ROCKPORT, Texas – Consumer advocates are advising Texas property owners who sustained damage from Hurricane Harvey to file a claim with their insurance company as soon as possible.

A law passed by the Texas Legislature, called the "Blue Tarp" bill, goes into effect on Friday and will make it much easier for insurers to deny property claims or drag their feet on paying for legitimate damages.

Officials say the damage from Harvey could be in the hundreds of billions - if not trillions - of dollars, and Ware Wendell, executive director of the consumer advocacy group Texas Watch, says insurance policy holders need to protect their rights.

"We're encouraging people, if it's safe, to inspect your property now, to do so and if you note damage, to file a written notice of claim with your insurance company, telling them, 'This is my name, this is my address, this is my policy number and I suffered damage from Hurricane Harvey,'" he explains.

The measure, House Bill 1774, was passed by the Legislature earlier this year as a tort-reform measure to protect insurance companies from excessive hail storm claims. But Wendell says the new law gives carriers a lot more power in disputes over whether a claim is legitimate and how long they have to pay it.

Ware says Texas Watch, which fought against passage of the bill, fears it will tilt the balance of power in favor of insurance companies.

"We opposed the 'Blue Tarp' bill because it only helps insurance companies and only hurts property owners all around the state," he adds. "Insurance companies already have too much power when it comes to disputes with their customers, and they just are about to get even more power."

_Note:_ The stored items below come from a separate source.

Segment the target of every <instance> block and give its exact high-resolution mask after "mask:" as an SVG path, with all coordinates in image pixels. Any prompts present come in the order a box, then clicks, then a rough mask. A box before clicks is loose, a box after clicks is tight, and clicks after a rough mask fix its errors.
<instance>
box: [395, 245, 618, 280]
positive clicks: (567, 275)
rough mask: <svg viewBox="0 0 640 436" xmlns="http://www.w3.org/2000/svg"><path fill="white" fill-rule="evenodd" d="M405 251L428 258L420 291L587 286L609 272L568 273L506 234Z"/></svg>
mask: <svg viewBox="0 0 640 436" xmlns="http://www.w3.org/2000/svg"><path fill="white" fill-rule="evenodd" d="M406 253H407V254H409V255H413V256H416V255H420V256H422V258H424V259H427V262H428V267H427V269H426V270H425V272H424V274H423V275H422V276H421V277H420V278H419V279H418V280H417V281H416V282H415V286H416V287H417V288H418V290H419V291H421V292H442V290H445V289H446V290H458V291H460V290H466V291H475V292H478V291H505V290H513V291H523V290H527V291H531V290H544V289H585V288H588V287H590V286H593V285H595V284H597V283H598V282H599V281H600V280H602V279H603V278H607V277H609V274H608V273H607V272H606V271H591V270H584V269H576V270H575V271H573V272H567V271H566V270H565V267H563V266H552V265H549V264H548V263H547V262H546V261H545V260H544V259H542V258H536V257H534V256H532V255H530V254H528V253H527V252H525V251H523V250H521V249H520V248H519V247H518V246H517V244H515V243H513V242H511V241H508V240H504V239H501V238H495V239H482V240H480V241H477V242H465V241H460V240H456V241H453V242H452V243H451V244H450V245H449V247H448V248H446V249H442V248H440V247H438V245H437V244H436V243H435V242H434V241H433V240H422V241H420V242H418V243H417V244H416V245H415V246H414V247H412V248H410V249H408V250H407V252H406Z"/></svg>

He says previously, state regulations gave insurance companies major incentives to pay claims on time.

"For years in Texas, we've had strong laws that compel insurance companies to pay claims on time and in full, or else they will face an 18-percent interest penalty," he says. "That makes them do what they're supposed to do the first time. What the 'Blue Tarp' bill does is, it slashes that penalty down to 10 percent."

Wendell says property owners need to file an initial notice of claim before Friday to preserve their rights and make sure they get a written receipt from the company.